That’s why an unlikely ally has entered the fray of the cop-watch movement—in action if not in name—to finally begin to fill in the most crucial blind spots: the police.


The context needed in Ferguson

When Ferguson, Mo., police officer Darren Wilson shot and killed Michael Brown in August, no one pressed record until Brown was already bloodied on the asphalt.

The results of his death were violent riots, vocal distrust, and outright hostility between the predominantly black city and its mostly white police force. The outpouring of grief and rage may have been sparked by this particular incident, but the relationship between Ferguson’s police and its people has been unbalanced since well before Brown died. The inequities extend from the department’s racial makeup to data showing the cops disproportionately target, search, and arrest black people even when white people are found with contraband more often.

In the weeks following the killing, a California-based group called We Copwatch traveled to Ferguson to equip the residents of the Canfield Green Apartments, where Brown died, with 110 video cameras to watch and record police activity in the wake of the riots. 

Those cameras were meant to complement the 50 body cameras Ferguson officers were given by two private companies about two weeks after Brown’s death. Other departments in the region quickly approved thousands of dollars’ worth of wearable cameras as well.

“They are really enjoying them,” Ferguson Police Chief Tom Jackson told the St. Louis Post-Dispatch. “They are trying to get used to using them.”

For most of the previous decade, the country’s biggest police departments were engaged in heated battles both in the courts and on the streets over the legality of videotaping cops. Cop-watch groups were deemed “extremists” in internal documents by the New York Police Department, and the American Civil Liberties Union went to court repeatedly to defend the right to record on-duty officers.

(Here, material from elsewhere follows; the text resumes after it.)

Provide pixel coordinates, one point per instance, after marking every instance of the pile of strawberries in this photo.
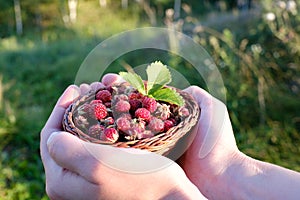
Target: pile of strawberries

Today, the battle has been turned on its head. Increasingly, police want cameras running. The cop-watch movement, designed at first to protect citizens from abusive patrolmen, has been found to also protect the cops themselves from bogus complaints from civilians—not unlike the Russian dash cam culture that emerged to protect drivers from false insurance claims. Over 5,000 police departments around United States now have cop-camera programs, and similar programs are proliferating around the world.

Other cops “ask, ‘Oh, how do you like Big Brother?’” Laurel, Va., officer Matt Jordan recently told the Washington Post. “But I don’t have a problem with it. I like it.”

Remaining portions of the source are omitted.